# This week's Cbid and Daily/Weekly Deal Hauls



## Acesfull (Dec 9, 2007)

My cigar curator... ok well my mom since she is taking care of my stuff while I am overseas sends me pics of my stuff as it comes in.. here is what I hauled in this week between Cbid, Daily deals, and a Weekly deal that came up at Famous-Smoke. She accidentally put in the box of Oliva "V" that was in another thread but oh well have to love the Oliva "V"s



















Free Samplers that came with my RP Cuban Blend purchase


----------



## azpostal (Jul 12, 2008)

Wow that's one giant haul!


----------



## zitro_joe (Oct 6, 2008)

Nice stuff.

Wait a minute. You have a new cab Humi - that your brother setup- and your mom is taking care of your stash while youre gone. You have a cigar catering service over there. Can I hire them when I deploy?


----------



## ProBe (Jan 8, 2009)

Great haul Acefull.


----------



## Cypress (Jun 27, 2007)

I am jealous!!!!


----------



## Acesfull (Dec 9, 2007)

zitro_joe said:


> Nice stuff.
> 
> Wait a minute. You have a new cab Humi - that your brother setup- and your mom is taking care of your stash while youre gone. You have a cigar catering service over there. Can I hire them when I deploy?
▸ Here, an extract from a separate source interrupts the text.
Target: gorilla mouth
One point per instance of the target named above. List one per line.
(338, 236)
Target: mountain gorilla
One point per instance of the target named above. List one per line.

I dont know if they have catering branches in Texas but I can ask


----------



## zitro_joe (Oct 6, 2008)

Acesfull said:


> I dont know if they have catering branches in Texas but I can ask


Ha, I was more or less commenting on your family hooking you up while you are deployed. I live in Tucson now, many of my friends have offered to "watch" my collection while I am gone. Yeah right...


----------



## Acesfull (Dec 9, 2007)

lol im sure they'll watch it.. for a small "fee" of course lol

yeah my brother is awesome.. I did bomb him with a 1000ct Lauderdale Humi and a Hydra SM for his bday from cheaphumidors for helping me out.. looks awesome in his man room


----------



## Buddha024 (Jul 31, 2008)

Quite a haul there. Congrats and take care of yourself.

:ss :w :ss


----------



## Vinnie (Nov 27, 2008)

Damn nice haul you have waiting for your return. I would offer to store them for you, but you might have to lock and load when you see I couldn't help myself.

Stay safe!
Vinnie


----------



## Scott W. (Jul 10, 2008)

Sweet! enjoy them!! Get home safe!


----------



## big04deuce (May 16, 2008)

Holy [email protected] that is an awesome haul there! Thanks for sharing the pics.


----------



## tx_tuff (Jun 16, 2007)

DAMN thats just freaking crazy right there! Hope you had room for all of them.


----------



## ashmaster (Oct 10, 2008)

WOW, that's friggin awesome.


----------



## karmaz00 (Dec 5, 2007)

wow grea pickups


----------



## Dom (Jan 19, 2008)

Beautiful


----------



## darkninja67 (Feb 7, 2009)

Get home soon so you can smoke em all.


----------